6
– О! Привет, привет! Что потеряла прекрасная девушка у кабинета философии?
– Прекрасной девушке нужно готовить диамат.
– Диамат – это вроде диабета?
– Программу-то не я придумала.
– Идем со мной. Я расскажу тебе об истинной философии за чашкой кофе.
– Меня ждут, Миш. Правда.
– Они-то еще ждут. А мы-то уже вместе! Чашечку кофе... Ароматного кофе незабываемым летним днем! А знаешь ли ты, что кофе облегчает подготовку к экзаменам в два с половиной раза? Ты обретешь вдохновение и выучишь свой диамат легко, как правило буравчика.
– Я не помню правила буравчика.
– Каждый буравчик должен повстречать свою буравочку.
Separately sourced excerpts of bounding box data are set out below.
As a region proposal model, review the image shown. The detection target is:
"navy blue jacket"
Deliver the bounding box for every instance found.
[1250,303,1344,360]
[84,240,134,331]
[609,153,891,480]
– Что-то ты путаешь. Или смеешься надо мной?
– Ну так, слегка...
– Ладно. Только недолго, хорошо?
– Хорошо! В смысле, хорошо, что будем пить кофе, а не что недолго!
С Надей мы познакомились во время вступительных экзаменов в СГУ, причем в тот год оба провалились. Я поступил на следующий год, а Надя – еще годом позже. За плечами у нас был товарищеский опыт общего провала, меня к тому же осеняло превосходство старшекурсника.
Надя была тиха и женственна. Наверное, потому что жила на Волге, в Камышине. Реки ведь влияют на людей, и человек, живущий на берегу Терека, не может быть похож на того, кто изо дня в день видит Оку.
Мы вылетели из университета в жару четырех часов пополудни, как две пробки от новогоднего шампанского. Глядя на ее выгоревшие пшеничные волосы, светлые глаза и нежные губы, я даже думать забыл про Бонч-Бруевича.
У Нади был такой взгляд, как будто она знала мою тайну и обещала никому ее не рассказывать. Этот взгляд словно делал нас сообщниками.
Мы вошли в сквер рядом с Оперным театром. Разросшаяся сирень сужала дорожки и подталкивала нас друг к другу. Потом мы сидели в кафе и пили кофе почему-то из стаканов в тяжелых подстаканниках. Уборщица в белом халате мыла пол. Вокруг нашего стола блестели водой квадраты мокрого кафеля, а мы сидели на островке, поджав ноги. Слишком быстро справившись с кофе и парой шоколадных конфет, мы отправились провожать Надю на троллейбус. Ветер, балуясь, облепливал Надино тело скользко-голубым сарафаном. Она спрашивала про преподавателей нашего курса, я сгущал краски, а потом рассеивал опасения. «Ой, не знаю, – вздыхала она, – как жить?»
Когда мы вышли на Малышева, я вспомнил о горниловском доме. Да, надо расписать его, и обязательно нужно написать что-то потрясающее. Пусть это увидит Горнилов и пусть увидит Надя. А больше никто. Что бы ни случилось с домом, мне будет довольно этих двоих. Ну еще, может, Вялкина и Клепина. Чепнин тоже увидит, но это уж по необходимости.
На Малышева был художественный салон, торговавший навынос принадлежностями для живописи, ваяния и зодчества. Надя не пошла со мной. Она спешила встретиться с какой-то Викой. Мы договорились увидеться завтра вечером, я пожал ей руку. Как только троллейбус, приятно взнывая, отъехал, я приложил к щеке ладонь, в которой только что была Надина рука. Ладонь была холодная, но, кажется, сухая.